Thompson takes the PA job, and objectivity, seriously. He tries not to be a total homer, he said, although there are times when he fails in that mission.

“I find that sometimes I start to turn into a cheerleader,” he said. “Sometimes you’ve got to step back and realize that you’re just the public-address announcer.”

He remembers becoming somewhat unruly a couple of years ago during a playoff game against Collegiate and going what he deems to be overboard with some calls.

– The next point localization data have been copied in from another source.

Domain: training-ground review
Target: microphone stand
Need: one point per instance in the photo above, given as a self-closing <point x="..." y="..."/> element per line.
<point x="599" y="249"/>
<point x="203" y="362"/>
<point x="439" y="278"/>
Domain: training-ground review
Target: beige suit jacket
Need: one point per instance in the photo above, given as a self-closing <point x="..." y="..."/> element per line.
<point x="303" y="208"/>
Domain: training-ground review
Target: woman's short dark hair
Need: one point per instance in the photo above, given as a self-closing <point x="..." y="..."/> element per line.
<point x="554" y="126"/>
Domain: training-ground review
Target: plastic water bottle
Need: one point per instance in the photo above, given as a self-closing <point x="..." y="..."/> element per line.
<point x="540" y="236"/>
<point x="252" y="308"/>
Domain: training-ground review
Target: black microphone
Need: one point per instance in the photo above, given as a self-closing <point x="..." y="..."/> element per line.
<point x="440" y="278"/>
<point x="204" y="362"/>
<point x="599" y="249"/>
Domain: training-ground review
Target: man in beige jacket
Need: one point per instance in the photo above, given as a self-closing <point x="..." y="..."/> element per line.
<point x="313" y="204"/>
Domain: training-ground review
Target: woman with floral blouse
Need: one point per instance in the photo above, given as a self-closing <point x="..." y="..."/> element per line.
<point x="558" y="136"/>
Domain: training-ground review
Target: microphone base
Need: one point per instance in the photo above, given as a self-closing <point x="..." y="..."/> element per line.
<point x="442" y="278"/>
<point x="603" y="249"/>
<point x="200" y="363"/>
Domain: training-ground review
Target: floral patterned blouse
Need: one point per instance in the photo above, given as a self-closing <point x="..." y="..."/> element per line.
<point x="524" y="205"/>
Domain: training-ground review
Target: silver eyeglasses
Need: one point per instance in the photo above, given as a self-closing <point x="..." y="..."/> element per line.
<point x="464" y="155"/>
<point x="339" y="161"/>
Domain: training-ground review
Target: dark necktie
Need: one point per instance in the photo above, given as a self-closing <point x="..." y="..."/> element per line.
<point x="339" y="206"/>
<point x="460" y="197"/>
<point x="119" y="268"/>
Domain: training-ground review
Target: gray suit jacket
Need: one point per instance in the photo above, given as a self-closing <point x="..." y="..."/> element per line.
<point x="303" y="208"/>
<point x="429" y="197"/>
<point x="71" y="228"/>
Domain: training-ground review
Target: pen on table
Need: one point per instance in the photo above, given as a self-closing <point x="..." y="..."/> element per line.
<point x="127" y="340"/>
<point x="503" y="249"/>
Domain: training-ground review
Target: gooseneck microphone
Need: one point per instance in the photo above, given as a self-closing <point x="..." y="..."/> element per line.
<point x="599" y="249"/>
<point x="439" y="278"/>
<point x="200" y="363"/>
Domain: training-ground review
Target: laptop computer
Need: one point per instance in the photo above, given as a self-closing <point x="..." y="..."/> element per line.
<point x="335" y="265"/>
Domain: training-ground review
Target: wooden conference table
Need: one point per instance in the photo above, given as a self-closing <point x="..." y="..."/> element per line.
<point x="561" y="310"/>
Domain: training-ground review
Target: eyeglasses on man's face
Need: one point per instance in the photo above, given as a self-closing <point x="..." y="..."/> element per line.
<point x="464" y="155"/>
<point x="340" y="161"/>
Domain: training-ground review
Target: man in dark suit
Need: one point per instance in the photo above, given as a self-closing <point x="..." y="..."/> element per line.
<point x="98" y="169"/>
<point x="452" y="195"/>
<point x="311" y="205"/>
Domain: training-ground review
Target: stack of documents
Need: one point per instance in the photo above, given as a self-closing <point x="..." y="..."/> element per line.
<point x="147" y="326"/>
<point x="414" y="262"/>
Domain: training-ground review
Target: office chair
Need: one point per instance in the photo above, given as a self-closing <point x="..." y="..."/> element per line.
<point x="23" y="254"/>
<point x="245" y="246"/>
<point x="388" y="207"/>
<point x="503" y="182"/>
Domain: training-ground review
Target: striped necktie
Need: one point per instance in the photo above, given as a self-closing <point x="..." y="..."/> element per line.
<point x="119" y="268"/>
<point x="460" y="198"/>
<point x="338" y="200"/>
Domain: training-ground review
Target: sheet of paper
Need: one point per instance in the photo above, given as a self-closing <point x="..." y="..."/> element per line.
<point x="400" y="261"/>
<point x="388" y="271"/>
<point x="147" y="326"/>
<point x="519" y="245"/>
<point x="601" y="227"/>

“After we stopped them on a fourth down, I said something like, ‘We stand for defense at Garden Plain.’ I probably should have been more professional.”

Owls fans, no doubt, would disagree.

Thompson ran a youth basketball program in Garden Plain for years and has always been involved in sports. Doing so now is as much therapeutic as enjoyable.

“If you want to know anything about his illness, you have to ask because he’s not going to come out and talk about his issues,” Becker said. “He keeps that close.”

Thompson admits to being scared. He doesn’t know how much longer he has but is determined to make the most of whatever time is left.

“Football is my favorite, really, for doing PA,” Thompson said. “There’s so much camaraderie up in that press box during a game and it takes so much more than one person to do a game. You have to have somebody run the clock and two people to spot. And it takes somebody funny to keep tensions down in the room. It’s fun to listen to everybody’s opinion on the right play and the wrong play to call.”

Thompson’s voice is part of Garden Plain football. And it’s still strong, still loud, still resolute.